Trying to get pregnant was super fun. Usually, my husband pulls out and cums on me, and I love that. There’s a big show with that. But when we were trying to get pregnant, I really embraced being a little cum dumpster. We would role-play stupid porn tropes: professor/student, boss/secretary. I loved the added level of degradation that came with pretending to be in this professional relationship. 

I had had a miscarriage the previous January, in 2021. I kind of shut down from everyone and everything. I had to go to the hospital alone because it was the pandemic. They gave me misoprostol to empty out my uterus. After that experience, I wanted to take my body back. I wanted to drink and fuck and forget about it. I wasn’t supposed to have vaginal sex, because you’re supposed to wait to prevent infection, but I was so desperate that I was like, let’s drink this bottle of wine and have anal sex. It was a sad time, but the sex was awesome, and exactly what I needed in that moment.

My husband told me, ‘I never thought it would be so hot seeing milk squirting out of your tits.’

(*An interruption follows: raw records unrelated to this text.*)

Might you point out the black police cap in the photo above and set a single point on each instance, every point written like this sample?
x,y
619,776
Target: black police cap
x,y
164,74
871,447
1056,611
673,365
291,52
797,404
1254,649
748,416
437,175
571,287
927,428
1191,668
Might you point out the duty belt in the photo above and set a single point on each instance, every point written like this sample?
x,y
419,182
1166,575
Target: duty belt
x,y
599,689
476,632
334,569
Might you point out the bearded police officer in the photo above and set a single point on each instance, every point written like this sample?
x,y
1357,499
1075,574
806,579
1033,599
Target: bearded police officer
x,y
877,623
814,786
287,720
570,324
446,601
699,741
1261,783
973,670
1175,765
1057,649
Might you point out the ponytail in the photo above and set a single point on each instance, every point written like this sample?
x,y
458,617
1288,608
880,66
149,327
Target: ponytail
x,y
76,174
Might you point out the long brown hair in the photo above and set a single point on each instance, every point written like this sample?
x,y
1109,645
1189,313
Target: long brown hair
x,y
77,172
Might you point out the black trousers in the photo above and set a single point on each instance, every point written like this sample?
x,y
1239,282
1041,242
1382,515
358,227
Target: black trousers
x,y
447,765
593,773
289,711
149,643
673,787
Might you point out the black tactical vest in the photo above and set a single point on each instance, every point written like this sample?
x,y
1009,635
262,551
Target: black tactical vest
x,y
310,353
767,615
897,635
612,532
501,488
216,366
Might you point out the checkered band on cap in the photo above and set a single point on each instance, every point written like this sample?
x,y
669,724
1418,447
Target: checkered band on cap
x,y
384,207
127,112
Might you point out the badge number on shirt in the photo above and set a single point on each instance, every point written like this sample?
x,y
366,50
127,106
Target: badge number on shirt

When I became pregnant again, I was so extra careful with everything. For the last two months of my pregnancy, I was off work because I have a pretty physical job and my doctor didn’t want me there anymore. My legs were so swollen. Normally I’m into ropes and ties. We started doing more stuff with my husband just pinning my hands above my head so I could be released easily but still have the illusion of being restrained. I just wasn’t able to be put into a position for any length of time. I love choking, but that’s a definite no when you’re pregnant. I got more into the psychological aspect of having a hand on my chest during sex — just the presence, not the pressure. My orgasms were way less intense at the end, both while masturbating and having sex. But I still like to be intimate and sexual, so I was just giving a lot more assists in the third trimester. You know, licking balls, feeling balls, blowjobs.  

When we were doing our silly porn tropes while I was pregnant, it became a bit of a challenge. I had to work to get into that a little more. It almost made me a little sad. It was so hot to think of myself as a cum dumpster before, but now I was like, It’s kind of sad that the character I made up is fucking their boss and their professor when they’re pregnant. 

I’ve always had decent-sized tits, and I’ve always liked getting titty-fucked. They got bigger, so it was even more fun. After I gave birth, I started to enjoy it more than I’ve ever enjoyed it before. When your milk comes in, your tits become real hard. When my husband fucked them, it was like a tit massage for me. It relieves so much of the pressure. I thought, This must have been why titty fucking was invented. I didn’t expect this, but it caused milk to squirt out of my nipples and create these puddles around my body. My husband told me, “I never thought it would be so hot seeing milk squirting out of your tits.” I want to make a video out of it because I feel like I’m going to miss it when I’m not breastfeeding anymore. It’s such a limited-time, special thing. If you were trying to fulfill that kink later, how would you do that? Impossible. ●

Interviews have been edited for clarity. 
*Names have been changed to protect their privacy.